Balanço de pagamentos fecha com superávit de US$ 5,577 bi em janeiro

Arquivado em: Arquivo-CdB
Publicado sexta-feira, 23 de fevereiro de 2007 as 19:44, por: cdb

O balanço de pagamentos do país fechou o mês de janeiro com superávit (saldo positivo) de US$ 5,577 bilhões, o que dá resultado de US$ 325 milhões nas transações correntes, que envolvem toda a movimentação comercial e financeira com o exterior. O saldo reverte o resultado negativo de US$ 308 milhões registrado em janeiro do ano passado.

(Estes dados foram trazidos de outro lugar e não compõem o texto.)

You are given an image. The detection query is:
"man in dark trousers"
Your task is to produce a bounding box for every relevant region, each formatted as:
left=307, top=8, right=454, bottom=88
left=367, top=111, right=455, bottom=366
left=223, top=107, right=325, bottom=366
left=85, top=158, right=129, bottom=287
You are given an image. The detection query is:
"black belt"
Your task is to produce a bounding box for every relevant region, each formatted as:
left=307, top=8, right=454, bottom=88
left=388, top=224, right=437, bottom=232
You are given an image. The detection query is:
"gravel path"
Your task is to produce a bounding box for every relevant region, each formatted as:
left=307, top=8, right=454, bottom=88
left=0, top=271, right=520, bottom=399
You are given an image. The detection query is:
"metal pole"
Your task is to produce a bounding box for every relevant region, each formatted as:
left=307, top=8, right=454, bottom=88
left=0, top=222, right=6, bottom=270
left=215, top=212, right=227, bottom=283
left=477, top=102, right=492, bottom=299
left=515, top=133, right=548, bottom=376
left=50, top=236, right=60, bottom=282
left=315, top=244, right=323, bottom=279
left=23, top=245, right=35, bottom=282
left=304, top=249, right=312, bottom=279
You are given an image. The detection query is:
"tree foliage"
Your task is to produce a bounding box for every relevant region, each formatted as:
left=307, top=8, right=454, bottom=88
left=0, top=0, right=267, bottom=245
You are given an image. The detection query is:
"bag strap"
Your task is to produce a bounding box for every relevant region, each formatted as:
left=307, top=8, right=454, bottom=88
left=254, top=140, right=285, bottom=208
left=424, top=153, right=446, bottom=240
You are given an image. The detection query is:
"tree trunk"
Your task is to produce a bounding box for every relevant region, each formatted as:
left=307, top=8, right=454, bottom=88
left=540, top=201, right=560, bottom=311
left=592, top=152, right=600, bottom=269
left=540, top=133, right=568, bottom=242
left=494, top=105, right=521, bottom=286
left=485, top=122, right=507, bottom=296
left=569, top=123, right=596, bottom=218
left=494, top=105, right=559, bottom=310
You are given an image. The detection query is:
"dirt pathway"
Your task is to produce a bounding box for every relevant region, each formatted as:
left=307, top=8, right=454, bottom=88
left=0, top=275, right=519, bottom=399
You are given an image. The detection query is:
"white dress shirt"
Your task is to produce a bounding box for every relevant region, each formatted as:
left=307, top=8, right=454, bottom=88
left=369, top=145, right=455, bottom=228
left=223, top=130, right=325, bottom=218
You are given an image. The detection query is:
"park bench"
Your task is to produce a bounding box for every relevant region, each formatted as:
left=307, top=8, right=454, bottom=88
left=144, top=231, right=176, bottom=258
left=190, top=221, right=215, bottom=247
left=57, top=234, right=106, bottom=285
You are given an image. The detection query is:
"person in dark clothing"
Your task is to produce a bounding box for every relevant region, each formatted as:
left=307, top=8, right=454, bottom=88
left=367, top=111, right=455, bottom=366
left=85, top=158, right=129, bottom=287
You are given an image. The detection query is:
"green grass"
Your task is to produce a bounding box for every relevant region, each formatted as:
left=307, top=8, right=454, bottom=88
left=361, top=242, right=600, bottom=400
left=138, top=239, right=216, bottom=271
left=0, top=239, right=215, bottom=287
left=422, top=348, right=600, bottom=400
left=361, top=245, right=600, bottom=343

Os números foram divulgados nesta sexta-feira pelo chefe do Departamento Econômico do Banco Central, Altamir Lopes, com base no Relatório Mensal do Setor Externo. Ele disse que a conta capital e financeira teve entrada líquida de US$ 5,289 bilhões, com destaque para os ingressos de US$ 2,412 bilhões de investimento estrangeiro direto (IED) no setor produtivo – melhor resultado para janeiro, desde 2000, quando somaram US$ 3,029 bilhões.

A entrada de dinheiro estrangeiro superou, inclusive, a expectativa do próprio BC, que estimava US$ 2,2 bilhões no mês passado. Segundo Lopes, como “a situação está favorável”, com o Brasil se revelando um “foco de atração bastante positivo” para o investimento direto, em função da estabilidade econômica, é provável que o BC amplie a projeção inicial de US$ 18 bilhões de IED no ano.

Altamir Lopes revelou que o total de investimentos diretos nos últimos 12 meses chegou a US$ 19,720 bilhões, o que  constitui o melhor resultado desde julho de 2005.

– É um valor realmente alto -, disse Lopes.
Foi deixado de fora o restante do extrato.